IMMU-11. TARGETING THE CD200 CHECKPOINT BLOCKADE: A NEW DIRECTION FOR IMMUNOTHERAPY

Abstract

Glioblastoma multiforme is an incurable primary brain tumor. The standard of care consists of resection followed by radiation and chemotherapy is associated with a median overall survival of 14.6 months. To address this dismal outcome, aggressive interventions need to be pursued. Recently, the FDA approved immune checkpoint inhibitor therapy for solid tumors that are otherwise refractory to standard therapy heralding a new era for effectively treating cancer. Yet, immune checkpoint inhibitors yield poor responses for patients with glioblastoma, calling into question whether cancer immunotherapy can be applied to glioblastoma. We have recently reported that inhibiting an alternative immune checkpoint, CD200, inhibits tumor-induced immunosuppression without toxic side effects. CD200 protein suppresses immune activation after engaging the CD200 inhibitory receptor, which is restricted to immune cells.
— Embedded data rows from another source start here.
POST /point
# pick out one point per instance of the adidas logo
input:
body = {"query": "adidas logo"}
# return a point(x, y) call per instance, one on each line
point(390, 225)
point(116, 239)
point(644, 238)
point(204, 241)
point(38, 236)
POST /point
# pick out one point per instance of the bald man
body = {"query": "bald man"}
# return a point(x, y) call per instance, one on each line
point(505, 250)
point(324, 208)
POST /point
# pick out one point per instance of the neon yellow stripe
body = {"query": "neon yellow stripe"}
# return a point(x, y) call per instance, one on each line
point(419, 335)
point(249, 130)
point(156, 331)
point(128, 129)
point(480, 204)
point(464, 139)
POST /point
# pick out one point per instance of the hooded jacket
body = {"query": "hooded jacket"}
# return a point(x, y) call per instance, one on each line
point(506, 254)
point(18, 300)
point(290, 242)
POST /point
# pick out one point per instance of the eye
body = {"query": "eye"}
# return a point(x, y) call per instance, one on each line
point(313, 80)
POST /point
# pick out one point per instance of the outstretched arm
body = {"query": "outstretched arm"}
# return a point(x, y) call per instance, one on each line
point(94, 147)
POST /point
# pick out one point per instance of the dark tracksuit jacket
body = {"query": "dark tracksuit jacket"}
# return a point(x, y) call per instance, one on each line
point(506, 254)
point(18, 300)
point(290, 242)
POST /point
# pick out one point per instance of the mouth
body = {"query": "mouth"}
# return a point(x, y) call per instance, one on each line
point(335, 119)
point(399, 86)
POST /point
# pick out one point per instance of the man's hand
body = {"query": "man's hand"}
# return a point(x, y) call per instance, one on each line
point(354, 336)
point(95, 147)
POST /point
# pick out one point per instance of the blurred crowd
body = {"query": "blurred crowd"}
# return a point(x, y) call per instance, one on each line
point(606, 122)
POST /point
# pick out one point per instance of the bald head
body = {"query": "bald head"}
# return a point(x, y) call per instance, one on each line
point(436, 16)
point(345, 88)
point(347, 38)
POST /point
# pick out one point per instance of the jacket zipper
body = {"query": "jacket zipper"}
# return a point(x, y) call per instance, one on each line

We have previously shown that C200 is expressed in malignant brain tumors and is an important barrier to effective immunotherapy. By exploring peptide fragments resulting from protease cleavage of the CD200 protein, we observed that CD200 actually functions through paired receptors and that certain peptide ligands (CD200 inhibitor) actually surmount the immunosuppressive effects of CD200 to stimulate immune response. This was validated in glioma murine models. We recently developed humanized CD200 inhibitors, which was verified in vitro measuring the immune response of human cells to CMV antigen (pp65495-503). We conducted a clinical trial in companion dogs with primary gliomas and showed that canine-specific CD200 inhibitor. In this ongoing clinical trial using dogs diagnosed with high-grade glioma, receiving a canine specific CD200 inhibitor in combination with the autologous tumor lysate vaccine had enhanced survival up to 615 days, relative to 214 days with lysate alone, without any observed toxicity or signs of reoccurrence. As a result of these findings, we believe that is important to move forward with phase I human clinical trials utilizing inhibitor peptidomimetics.